We propose a simulation approach to examine which patient characteristics a protocol “captures” and integrates. Several patient characteristics (see ) influence warfarin outcomes. When a protocol captures important characteristics and accurately integrates them, patients displaying these characteristics will receive effective individualized treatment. Consequently, TTR variation between patients with these characteristics will be low.
We note that a protocol integrating important characteristics does not guarantee the protocol to have a high overall TTR. More complex issues such as the number of integrated characteristics, the weights of these characteristics, and interaction among characteristics should be considered. Rather it indicates people with these characteristics can equally benefit from the protocol, showing similar TTR measurements.
The simulation framework can identify patient sub-populations (when treated based on a certain protocol) that tend to have poor outcomes. Precautions can then be taken to reduce the chance of having a poor outcome in these sub-populations.
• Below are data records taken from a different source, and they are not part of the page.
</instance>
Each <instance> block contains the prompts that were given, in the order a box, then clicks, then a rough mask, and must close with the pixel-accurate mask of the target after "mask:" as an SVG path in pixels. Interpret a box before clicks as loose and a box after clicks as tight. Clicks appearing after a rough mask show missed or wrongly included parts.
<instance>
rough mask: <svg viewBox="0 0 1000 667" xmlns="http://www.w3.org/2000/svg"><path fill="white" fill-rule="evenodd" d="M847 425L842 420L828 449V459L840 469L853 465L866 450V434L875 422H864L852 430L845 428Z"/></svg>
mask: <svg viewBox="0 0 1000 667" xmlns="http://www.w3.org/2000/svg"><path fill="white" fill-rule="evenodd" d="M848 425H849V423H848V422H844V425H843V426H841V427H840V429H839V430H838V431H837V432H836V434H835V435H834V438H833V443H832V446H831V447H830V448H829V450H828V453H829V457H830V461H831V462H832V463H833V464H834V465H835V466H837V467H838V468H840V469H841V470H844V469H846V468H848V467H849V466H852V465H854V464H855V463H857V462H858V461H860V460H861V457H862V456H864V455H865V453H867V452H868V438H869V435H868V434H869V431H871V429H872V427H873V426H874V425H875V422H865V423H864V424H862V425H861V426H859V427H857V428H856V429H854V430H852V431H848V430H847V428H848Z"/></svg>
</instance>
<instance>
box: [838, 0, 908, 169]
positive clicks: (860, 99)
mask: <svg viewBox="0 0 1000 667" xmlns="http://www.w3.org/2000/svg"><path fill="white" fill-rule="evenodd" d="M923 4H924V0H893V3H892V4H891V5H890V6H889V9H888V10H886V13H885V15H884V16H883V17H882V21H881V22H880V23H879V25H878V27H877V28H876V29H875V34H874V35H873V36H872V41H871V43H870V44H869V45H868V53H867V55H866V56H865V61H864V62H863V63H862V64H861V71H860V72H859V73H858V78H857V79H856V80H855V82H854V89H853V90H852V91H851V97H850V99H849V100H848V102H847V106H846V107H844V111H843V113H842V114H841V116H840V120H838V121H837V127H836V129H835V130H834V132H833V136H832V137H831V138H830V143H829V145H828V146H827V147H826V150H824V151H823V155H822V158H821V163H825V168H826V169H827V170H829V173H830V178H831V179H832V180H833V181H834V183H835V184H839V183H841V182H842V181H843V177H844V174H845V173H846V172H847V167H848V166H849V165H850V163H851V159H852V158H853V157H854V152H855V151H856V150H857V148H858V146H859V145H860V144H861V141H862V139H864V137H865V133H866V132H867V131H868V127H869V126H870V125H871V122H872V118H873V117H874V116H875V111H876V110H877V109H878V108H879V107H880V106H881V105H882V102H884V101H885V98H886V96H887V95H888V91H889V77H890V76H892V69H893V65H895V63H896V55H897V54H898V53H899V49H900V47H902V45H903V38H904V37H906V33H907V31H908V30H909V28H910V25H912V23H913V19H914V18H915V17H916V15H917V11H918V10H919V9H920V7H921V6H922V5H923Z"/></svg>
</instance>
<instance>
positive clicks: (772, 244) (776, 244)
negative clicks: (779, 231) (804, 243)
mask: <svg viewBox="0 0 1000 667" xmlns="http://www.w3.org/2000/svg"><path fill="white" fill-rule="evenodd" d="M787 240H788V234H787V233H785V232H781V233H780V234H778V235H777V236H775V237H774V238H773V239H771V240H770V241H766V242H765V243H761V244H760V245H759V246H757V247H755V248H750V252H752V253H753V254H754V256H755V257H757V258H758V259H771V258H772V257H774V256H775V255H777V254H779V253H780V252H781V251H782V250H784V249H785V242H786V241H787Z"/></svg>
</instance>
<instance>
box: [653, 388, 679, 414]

This proposed method merges three distinctive knowledge sources; dosing protocols, an INR model, and EMRs, and integrates them into the simulation framework for knowledge discovery. The three knowledge sources, which exist in various forms, provide different aspects of information: protocols, which exist in the forms of tables and algorithms, guide warfarin dosing; the INR model, which exists in the form of a complex two-compartment model, predicts dynamic INR measurements; finally, PharmGKB, EMR data provides patient characteristics and their interactions needed for the INR model and protocol predictions which generate TTR and facilitate the discovering process. This project demonstrates that a sophisticated simulation algorithm can discover valuable clinical knowledge from mixed types of data sources.
Each element in the proposed approach is highly modularized. One can easily replace the PharmGKB data, INR model, or protocol for other research purposes. In addition, we can use this simulation platform to examine which characteristics a newly designed warfarin protocol is able to capture and compare advantages and disadvantages among other existing protocols.
Future work will expand the current work to a large number of protocols and allow for protocol comparison. We also plan to use different INR models, compare them, and further improve the simulation platform. More importantly, we will refine the platform to support comparative effectiveness research that allows comparison of not only TTR but also other outcome metrics, such as bleeding and thrombosis risks, and treatment costs.